Surely, predators will find plenty of opportunities in the gender neutral public bathroom. And they don’t have to actually be purposefully looking for those opportunities. For example, in a quiet store in the middle of the night, a predator may head to the bathroom just to use it because, well, he has to go. And while in there, a women that suits his fancy may also walk in for the same purpose. Knowing that the store is mostly empty and that he is shielded from the public and security camera’s eye, the man decides then that he will take advantage of her. Or on the college campus, a young woman has too wild of a night and passes out in the gender neutral bathroom. The next person in is a predator, who has also had a wild night of drinking, and decides on the spot that he will take advantage of the opportunity literally laid out in front of him.

These are real possibilities, and they are not limited to sexual assault. Gender neutral bathrooms will surely become a primary site for sexual harassment. Opportunistic predators aren’t necessarily looking for opportunities, but they do seize them when they surface. Knowing that they are shielded from the scrutiny of the public eye, they find it convenient to make off color remarks to their victims, or even threaten them. Perhaps sometimes remarks are tolerable elsewhere, because you feel less vulnerable there, but they are not tolerable in the bathroom. All this is taking place in the bathroom, a place where you feel very vulnerable, what with your pants down and everything.

Widespread gender neutral bathrooms would increase opportunity for sexual predators, therefore, increasing sexual crime. The question is, does this increase in sexual crime outweigh the rights due to transgendered persons? Without looking into numbers on anything, my gut reaction is yes it does. Perhaps this is because I don’t know any transgendered persons, and so do not understand the trouble they have when needing to use the bathroom. Transgendered persons, in my experience, often look like a man trying to be a woman, or a woman trying to be a man. Their biological sex is quickly identified, yet at the same time, so also is their gender dysphoria (maybe there’s a bunch of secret transgendered people about who stick to looking like their biological sex, but if there are, I don’t know about them). So when they try to use the bathroom, for either gender, they receive resistance, much like any other person does when they enter the restroom for the gender they do not appear to be. They are often subject to violence in the public bathroom. Crime is already opportunistically found in public bathrooms, and making them gender neutral would just increase criminal opportunity and likely not cut down on violence against transgendered persons. To help protect transgendered persons, a different solution must be found.

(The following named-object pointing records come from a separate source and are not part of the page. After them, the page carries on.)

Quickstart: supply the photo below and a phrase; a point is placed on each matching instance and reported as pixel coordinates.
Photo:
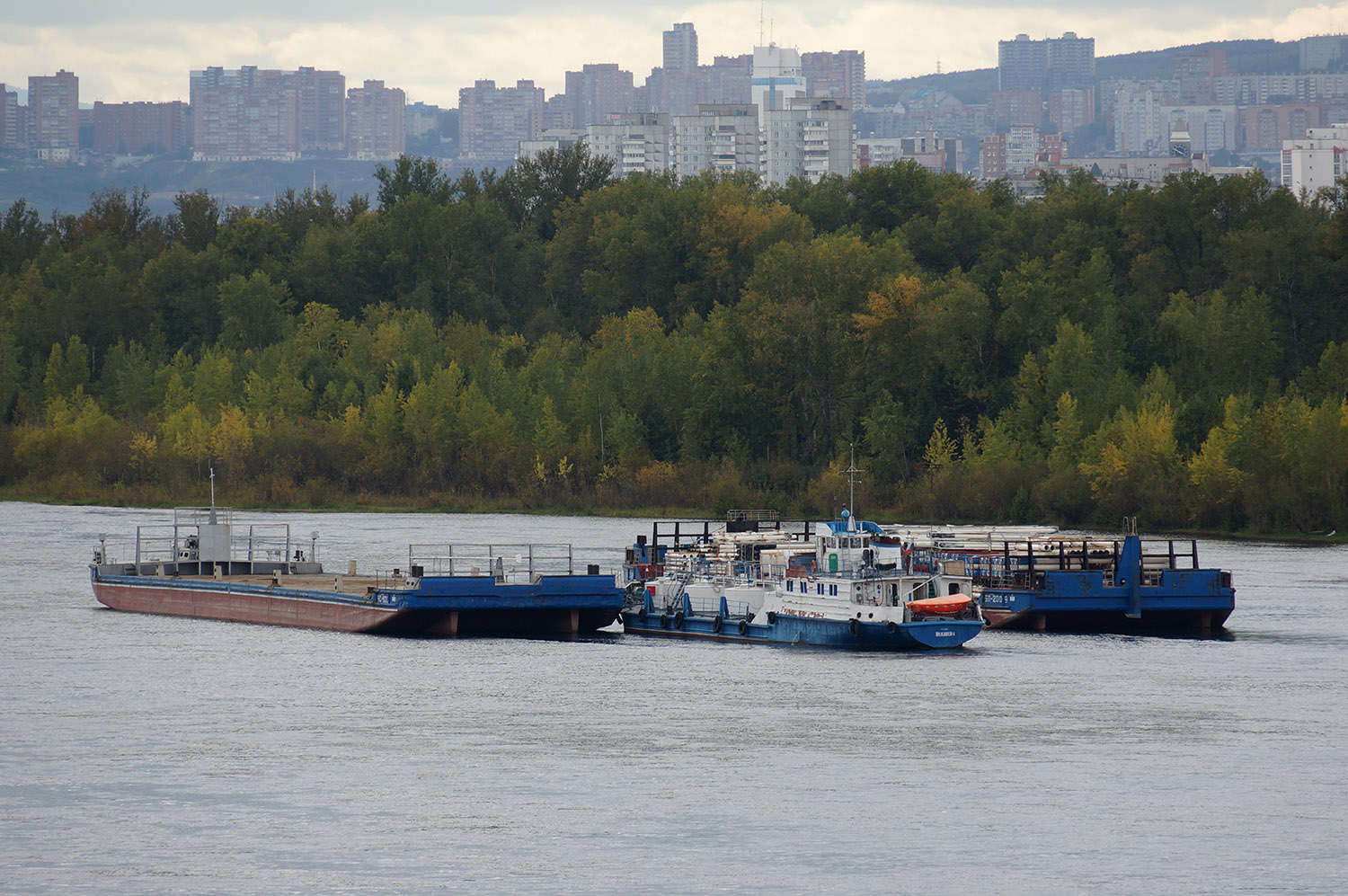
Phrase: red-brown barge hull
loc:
(245, 607)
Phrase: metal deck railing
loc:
(509, 562)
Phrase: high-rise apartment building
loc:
(1315, 161)
(13, 120)
(929, 148)
(375, 127)
(1070, 108)
(776, 78)
(1196, 69)
(1137, 113)
(1266, 127)
(54, 115)
(1211, 127)
(717, 138)
(681, 48)
(266, 113)
(808, 139)
(323, 108)
(1022, 64)
(836, 75)
(1015, 107)
(142, 129)
(1070, 62)
(1321, 51)
(598, 92)
(493, 120)
(727, 81)
(243, 115)
(1019, 151)
(1046, 65)
(635, 140)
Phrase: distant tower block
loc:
(1181, 145)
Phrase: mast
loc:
(851, 488)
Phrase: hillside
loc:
(1243, 57)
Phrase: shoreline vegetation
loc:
(557, 340)
(387, 504)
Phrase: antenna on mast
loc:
(851, 485)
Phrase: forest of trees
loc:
(555, 337)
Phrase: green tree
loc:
(253, 312)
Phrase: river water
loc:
(159, 755)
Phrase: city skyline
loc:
(145, 49)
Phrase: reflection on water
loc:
(148, 755)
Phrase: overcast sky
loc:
(145, 49)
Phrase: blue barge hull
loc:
(814, 632)
(436, 607)
(1126, 590)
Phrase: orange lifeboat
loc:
(949, 605)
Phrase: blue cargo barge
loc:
(207, 567)
(1129, 585)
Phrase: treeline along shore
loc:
(557, 337)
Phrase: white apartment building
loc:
(722, 138)
(927, 148)
(1137, 118)
(636, 142)
(1211, 127)
(808, 139)
(1315, 161)
(552, 139)
(776, 78)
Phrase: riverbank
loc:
(439, 502)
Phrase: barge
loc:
(207, 566)
(1126, 585)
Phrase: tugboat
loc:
(849, 588)
(1130, 585)
(207, 566)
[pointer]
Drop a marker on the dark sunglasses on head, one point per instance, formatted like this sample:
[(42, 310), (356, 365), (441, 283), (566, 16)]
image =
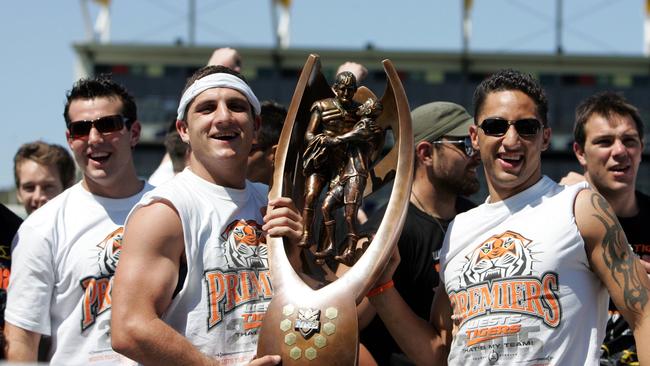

Thank you for reading. If you have a different opinion or would like to add to this one, please comment below. For some similar reasoning, but through another voice, consider The Case Against Fully Shifting To Gender Neutral Bathrooms. There’s still much I would like to look into regarding this. For starters:

  • I’m under the impression gender neutral bathrooms are more common in Europe. How did they handle the issue when they made the switch (assuming there was a switch and they didn’t always have them)?
  • What are sexual crimes like and Europe, specifically regarding their occurrence in public bathrooms?
  • How many transgendered persons are there in the USA and what gender do they look like? Are they more commonly regarded as men or women? How often does that conflate with their gender identity? How frequently would they rather use the restroom for the gender they are not usually taken for? (Are we even trying to solve a common problem?)
  • Is it financially viable for all places to offer individual, closed-room stalls when multiple restrooms are needed? Is there a space consideration?